A while ago, I published an article on privacy-by-design in ITNOW (link).
Although the article presents a dystopic view on why baking privacy into software design is
hard, it also outlines a bright future where good privacy becomes an inherent feature of secured software.
I believe that better software design (inc. its process, requirements, implementation and testing) is a pathway to achieving an optimal balance between data-inspired technological innovation, regulatory compliance and the privacy needs of end-users. Achieving this balance highlights one core foundation that motivates my research.
A key challenge to privacy management in frequently changing context
is that users get unaware of when and for what purpose sensitive
information about them is being collected, analysed or disseminated.
Indeed, traditional theories suggest users should be able to manage
their privacy, yet empirical research evidence suggests that users
often lack enough awareness to make privacy sensitive decisions.
This suggests a need for more systematic approaches to enable the
explicit consideration of privacy awareness in software
systems.
This research aims to contribute to the development of approaches to
support the explicit consideration of privacy awareness in the
engineering of socio-technical systems. Specifically, we investigate
the notion of privacy awareness requirements as a novel and
systematic means for considering the privacy objectives of users,
and the awareness required to effectively manage these objectives.
The target is to address challenges range from methods and processes
for identifying privacy awareness requirements, to optimal
representation and analysis mechanisms.
The aim is to understand and build privacy models applicable to
software systems and suitable for reasoning about information
disclosure in a sociotechnical ecosystem. We investigate the
evolutionary nature of sociotechnical ecosystems and the type and
nature of interactions that threatens privacy. The aim is to derive
social and technical dimensions to how inherent properties of
sociotechnical ecosystems can generate privacy problems and impact
on user’s ability to preserve their privacy objectives.
One technical challenge is techniques for modeling, learning and
building profiles of adversaries in complex information flow
networks. Such profile can be that of a single entity or collectives
of adversaries in the ecosystem.
This research investigates the viability of using software agents in
automating user privacy. Key outputs are software models, frameworks
and architectures that can be instrumented at design time to help
achieve the runtime behaviour of privacy preserving agents.
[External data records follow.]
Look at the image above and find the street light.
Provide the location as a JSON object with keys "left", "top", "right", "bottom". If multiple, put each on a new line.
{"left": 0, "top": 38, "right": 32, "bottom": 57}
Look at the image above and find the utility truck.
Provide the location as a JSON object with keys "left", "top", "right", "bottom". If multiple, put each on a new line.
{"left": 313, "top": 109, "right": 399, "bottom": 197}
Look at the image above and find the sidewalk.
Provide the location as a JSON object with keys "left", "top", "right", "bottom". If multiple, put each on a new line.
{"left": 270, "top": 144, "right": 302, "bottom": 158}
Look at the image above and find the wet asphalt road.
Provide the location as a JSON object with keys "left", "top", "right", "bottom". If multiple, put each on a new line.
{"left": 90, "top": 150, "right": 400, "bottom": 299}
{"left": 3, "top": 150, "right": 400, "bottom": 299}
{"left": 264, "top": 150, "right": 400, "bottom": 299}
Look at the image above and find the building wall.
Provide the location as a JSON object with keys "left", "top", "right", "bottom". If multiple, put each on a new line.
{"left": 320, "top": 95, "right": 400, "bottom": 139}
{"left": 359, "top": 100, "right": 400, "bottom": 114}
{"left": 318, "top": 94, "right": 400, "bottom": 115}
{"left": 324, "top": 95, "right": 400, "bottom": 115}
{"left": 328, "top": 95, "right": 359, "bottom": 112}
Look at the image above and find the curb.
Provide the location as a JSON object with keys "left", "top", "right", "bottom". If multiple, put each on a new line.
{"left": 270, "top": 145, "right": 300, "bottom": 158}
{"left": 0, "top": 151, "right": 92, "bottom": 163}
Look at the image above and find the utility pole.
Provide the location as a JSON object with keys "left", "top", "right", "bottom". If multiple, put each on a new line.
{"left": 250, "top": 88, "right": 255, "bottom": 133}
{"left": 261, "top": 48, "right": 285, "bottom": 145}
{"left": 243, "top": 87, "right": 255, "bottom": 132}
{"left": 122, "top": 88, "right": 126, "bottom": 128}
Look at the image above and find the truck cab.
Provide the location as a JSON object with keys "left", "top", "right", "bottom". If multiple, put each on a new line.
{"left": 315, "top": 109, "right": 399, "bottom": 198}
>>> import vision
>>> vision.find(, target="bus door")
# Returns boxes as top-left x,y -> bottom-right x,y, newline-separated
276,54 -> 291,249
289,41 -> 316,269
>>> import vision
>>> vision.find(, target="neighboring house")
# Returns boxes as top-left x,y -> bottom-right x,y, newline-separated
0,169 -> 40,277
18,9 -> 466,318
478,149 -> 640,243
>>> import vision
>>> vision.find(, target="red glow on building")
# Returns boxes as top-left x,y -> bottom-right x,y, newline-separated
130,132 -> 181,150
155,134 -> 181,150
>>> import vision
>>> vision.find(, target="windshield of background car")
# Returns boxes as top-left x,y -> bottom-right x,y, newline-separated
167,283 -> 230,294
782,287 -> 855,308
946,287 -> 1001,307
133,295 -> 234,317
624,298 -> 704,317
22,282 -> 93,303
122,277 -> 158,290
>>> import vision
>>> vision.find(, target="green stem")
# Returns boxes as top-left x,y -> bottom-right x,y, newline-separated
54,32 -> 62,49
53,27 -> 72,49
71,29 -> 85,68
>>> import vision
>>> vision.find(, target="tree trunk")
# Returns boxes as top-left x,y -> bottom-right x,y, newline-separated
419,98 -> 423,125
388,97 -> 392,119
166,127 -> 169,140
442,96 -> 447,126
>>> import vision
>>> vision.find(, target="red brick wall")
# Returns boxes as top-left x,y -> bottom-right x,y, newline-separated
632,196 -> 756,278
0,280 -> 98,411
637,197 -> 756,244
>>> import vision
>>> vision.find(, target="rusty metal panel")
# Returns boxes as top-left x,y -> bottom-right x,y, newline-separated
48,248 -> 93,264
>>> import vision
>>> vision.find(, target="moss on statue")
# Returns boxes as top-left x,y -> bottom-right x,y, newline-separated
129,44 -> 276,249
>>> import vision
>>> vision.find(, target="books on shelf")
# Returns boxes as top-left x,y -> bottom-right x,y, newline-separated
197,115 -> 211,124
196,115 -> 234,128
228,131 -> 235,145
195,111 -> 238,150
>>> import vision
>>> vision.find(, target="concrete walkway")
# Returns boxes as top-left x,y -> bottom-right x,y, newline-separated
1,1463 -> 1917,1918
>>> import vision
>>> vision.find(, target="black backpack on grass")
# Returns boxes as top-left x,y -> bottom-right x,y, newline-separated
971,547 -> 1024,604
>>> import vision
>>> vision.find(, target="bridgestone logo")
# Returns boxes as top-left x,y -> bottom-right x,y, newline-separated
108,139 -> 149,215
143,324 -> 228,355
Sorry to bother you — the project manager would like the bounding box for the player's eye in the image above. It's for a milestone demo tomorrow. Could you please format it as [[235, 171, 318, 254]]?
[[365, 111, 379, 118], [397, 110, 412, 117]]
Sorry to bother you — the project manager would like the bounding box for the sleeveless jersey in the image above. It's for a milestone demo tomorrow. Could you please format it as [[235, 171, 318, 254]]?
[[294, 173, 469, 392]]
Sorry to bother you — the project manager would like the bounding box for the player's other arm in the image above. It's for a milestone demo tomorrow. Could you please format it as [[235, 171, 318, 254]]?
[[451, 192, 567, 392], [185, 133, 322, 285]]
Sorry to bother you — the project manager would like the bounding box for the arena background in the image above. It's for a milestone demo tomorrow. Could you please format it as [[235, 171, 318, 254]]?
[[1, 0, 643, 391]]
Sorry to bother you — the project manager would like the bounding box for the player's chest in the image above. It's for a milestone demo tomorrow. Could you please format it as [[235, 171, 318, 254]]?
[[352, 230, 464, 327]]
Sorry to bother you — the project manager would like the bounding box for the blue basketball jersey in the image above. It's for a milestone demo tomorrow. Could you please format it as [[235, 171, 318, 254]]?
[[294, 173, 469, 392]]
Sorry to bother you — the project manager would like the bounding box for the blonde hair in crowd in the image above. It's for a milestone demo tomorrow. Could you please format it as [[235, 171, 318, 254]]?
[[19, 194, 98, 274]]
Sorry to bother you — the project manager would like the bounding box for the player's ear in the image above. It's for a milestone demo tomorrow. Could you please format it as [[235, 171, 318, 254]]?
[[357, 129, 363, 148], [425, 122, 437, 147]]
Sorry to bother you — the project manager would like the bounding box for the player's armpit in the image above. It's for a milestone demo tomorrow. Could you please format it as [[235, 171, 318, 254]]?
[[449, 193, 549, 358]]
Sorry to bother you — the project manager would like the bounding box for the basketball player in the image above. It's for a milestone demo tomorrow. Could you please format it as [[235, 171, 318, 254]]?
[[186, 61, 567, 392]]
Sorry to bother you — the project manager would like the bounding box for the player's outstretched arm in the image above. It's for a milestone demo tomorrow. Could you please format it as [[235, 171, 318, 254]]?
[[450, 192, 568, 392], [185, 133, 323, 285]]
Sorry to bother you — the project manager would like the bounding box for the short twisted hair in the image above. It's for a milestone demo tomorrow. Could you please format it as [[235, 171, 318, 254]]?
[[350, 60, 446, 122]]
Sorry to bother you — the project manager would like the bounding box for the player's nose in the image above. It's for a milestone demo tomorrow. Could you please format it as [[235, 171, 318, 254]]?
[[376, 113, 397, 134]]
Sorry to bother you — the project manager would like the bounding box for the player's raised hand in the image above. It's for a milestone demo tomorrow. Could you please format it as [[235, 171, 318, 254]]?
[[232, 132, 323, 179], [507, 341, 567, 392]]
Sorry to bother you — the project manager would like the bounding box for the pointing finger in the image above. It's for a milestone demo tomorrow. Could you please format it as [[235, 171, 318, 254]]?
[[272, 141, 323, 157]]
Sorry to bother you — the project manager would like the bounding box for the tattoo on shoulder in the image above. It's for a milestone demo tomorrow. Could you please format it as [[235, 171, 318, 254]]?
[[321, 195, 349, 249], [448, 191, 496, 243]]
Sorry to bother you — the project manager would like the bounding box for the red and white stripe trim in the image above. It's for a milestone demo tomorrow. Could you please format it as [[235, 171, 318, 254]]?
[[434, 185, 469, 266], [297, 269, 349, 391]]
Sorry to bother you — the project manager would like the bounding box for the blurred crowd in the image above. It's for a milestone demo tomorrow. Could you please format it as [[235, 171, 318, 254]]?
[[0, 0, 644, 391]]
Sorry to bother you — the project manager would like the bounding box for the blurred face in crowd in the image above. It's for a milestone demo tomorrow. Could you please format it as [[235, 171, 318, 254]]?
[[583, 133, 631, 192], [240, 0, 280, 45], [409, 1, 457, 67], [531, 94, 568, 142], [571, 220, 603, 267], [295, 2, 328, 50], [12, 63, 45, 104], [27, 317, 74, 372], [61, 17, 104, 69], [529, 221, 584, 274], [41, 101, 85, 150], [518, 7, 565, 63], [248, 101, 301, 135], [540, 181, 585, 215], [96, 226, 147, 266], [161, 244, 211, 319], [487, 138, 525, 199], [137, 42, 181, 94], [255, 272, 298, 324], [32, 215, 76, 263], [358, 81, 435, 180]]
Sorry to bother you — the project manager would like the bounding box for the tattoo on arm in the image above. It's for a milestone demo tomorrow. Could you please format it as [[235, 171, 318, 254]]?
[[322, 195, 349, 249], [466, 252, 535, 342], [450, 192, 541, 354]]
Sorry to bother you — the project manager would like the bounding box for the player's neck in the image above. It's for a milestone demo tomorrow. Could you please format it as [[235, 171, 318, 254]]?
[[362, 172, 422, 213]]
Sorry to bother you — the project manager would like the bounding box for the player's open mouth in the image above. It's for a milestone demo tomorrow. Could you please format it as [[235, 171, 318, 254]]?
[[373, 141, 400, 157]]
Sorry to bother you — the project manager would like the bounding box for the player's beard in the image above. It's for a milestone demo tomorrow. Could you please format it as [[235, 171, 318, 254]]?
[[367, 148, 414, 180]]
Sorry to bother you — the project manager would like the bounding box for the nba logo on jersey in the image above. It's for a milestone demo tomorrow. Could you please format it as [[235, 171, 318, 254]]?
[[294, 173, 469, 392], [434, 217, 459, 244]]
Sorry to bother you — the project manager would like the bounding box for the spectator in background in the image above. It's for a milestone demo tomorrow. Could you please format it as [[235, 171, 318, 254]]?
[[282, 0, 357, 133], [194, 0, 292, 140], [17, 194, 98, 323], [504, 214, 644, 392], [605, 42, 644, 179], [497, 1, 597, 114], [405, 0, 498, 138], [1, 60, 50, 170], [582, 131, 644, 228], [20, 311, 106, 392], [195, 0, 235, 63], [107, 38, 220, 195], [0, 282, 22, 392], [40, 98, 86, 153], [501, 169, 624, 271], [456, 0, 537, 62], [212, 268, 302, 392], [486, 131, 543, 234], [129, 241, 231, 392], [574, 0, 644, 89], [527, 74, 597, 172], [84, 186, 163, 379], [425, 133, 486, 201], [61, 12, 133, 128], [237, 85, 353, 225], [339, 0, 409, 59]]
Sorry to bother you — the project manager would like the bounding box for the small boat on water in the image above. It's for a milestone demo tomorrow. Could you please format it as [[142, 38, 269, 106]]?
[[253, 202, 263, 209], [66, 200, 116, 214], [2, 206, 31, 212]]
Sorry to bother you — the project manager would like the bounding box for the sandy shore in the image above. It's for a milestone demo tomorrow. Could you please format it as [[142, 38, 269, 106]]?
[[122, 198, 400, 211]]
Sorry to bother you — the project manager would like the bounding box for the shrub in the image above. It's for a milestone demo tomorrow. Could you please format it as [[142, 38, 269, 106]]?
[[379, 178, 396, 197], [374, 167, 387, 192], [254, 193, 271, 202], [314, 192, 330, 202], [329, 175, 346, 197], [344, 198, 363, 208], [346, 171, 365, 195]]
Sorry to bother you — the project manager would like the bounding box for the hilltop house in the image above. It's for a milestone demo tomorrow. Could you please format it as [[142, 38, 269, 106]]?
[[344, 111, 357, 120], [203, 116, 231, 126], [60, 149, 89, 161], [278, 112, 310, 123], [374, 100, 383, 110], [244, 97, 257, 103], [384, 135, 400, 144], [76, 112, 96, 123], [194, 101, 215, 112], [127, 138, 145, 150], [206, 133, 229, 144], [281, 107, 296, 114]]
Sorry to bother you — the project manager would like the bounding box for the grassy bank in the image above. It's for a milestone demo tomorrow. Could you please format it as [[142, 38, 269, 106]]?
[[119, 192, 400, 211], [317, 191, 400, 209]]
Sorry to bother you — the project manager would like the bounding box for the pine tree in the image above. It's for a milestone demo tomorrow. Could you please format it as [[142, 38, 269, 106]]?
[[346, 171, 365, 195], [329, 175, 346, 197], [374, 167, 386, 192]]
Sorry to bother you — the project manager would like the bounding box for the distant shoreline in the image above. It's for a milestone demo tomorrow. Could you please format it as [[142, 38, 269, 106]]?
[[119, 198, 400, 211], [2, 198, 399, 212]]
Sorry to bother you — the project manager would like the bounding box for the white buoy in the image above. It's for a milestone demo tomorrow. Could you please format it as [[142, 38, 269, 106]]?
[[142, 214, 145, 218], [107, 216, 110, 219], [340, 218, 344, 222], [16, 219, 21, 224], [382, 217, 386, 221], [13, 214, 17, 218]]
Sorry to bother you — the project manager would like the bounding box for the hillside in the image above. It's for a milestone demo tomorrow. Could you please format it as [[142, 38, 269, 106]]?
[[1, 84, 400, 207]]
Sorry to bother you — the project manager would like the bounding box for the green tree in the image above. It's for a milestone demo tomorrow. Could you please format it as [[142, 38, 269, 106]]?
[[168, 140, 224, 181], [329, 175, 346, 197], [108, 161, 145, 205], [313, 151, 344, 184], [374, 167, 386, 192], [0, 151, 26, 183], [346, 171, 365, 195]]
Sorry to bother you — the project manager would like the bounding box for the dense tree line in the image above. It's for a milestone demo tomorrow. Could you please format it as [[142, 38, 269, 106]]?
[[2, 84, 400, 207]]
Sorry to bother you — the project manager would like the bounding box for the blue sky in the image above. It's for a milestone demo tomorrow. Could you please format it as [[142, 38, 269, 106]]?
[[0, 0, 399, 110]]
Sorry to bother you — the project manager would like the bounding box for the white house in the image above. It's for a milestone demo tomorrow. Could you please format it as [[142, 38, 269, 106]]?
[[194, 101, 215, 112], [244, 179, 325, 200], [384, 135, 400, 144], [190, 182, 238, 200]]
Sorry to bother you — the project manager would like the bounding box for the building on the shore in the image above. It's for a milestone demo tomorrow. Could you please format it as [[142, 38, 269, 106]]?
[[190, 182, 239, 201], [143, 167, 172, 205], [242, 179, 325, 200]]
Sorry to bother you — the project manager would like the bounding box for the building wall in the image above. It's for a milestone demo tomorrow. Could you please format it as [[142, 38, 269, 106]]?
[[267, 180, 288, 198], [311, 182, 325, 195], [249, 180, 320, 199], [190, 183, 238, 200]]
This research is a step towards achieving a privacy justificatory
framework for designers of privacy critical systems. The focus is to
discover privacy patterns via a series of empirical studies and
prototype implementations on e-learning platforms. We will then
investigate how these patterns can be used as guiding principles to
support the inclusion of privacy requirements throughout the system
development life cycle. One key output we expect from this research
is to develop a framework to express, study and select privacy
design patterns. We also aim to develop tools to support system
designers to apply privacy design patterns in system development
lifecycle and methodologies.
The problem with negotiation is that different owners have different
privacy requirements that may conflict. Also, where conflicts are
identified a resolution on the optimal privacy policy (or disclosure
protocols) that optimises the satisfaction of each individual
privacy requirements is necessary. The aim of this research is to
investigate how game theory could be used to address this problem.
Some expected research outputs include heuristics and techniques for
the efficient negotiation of privacy requirements.
This research lies on the boundary between computer science and
engineering. We seek to provide assistive technology users with the
required privacy by design based on their needs without compromising
the function of assistive technologies or their safety. The focus is
on producing a privacy management system for assistive technologies
with a focus on people with visual impairments.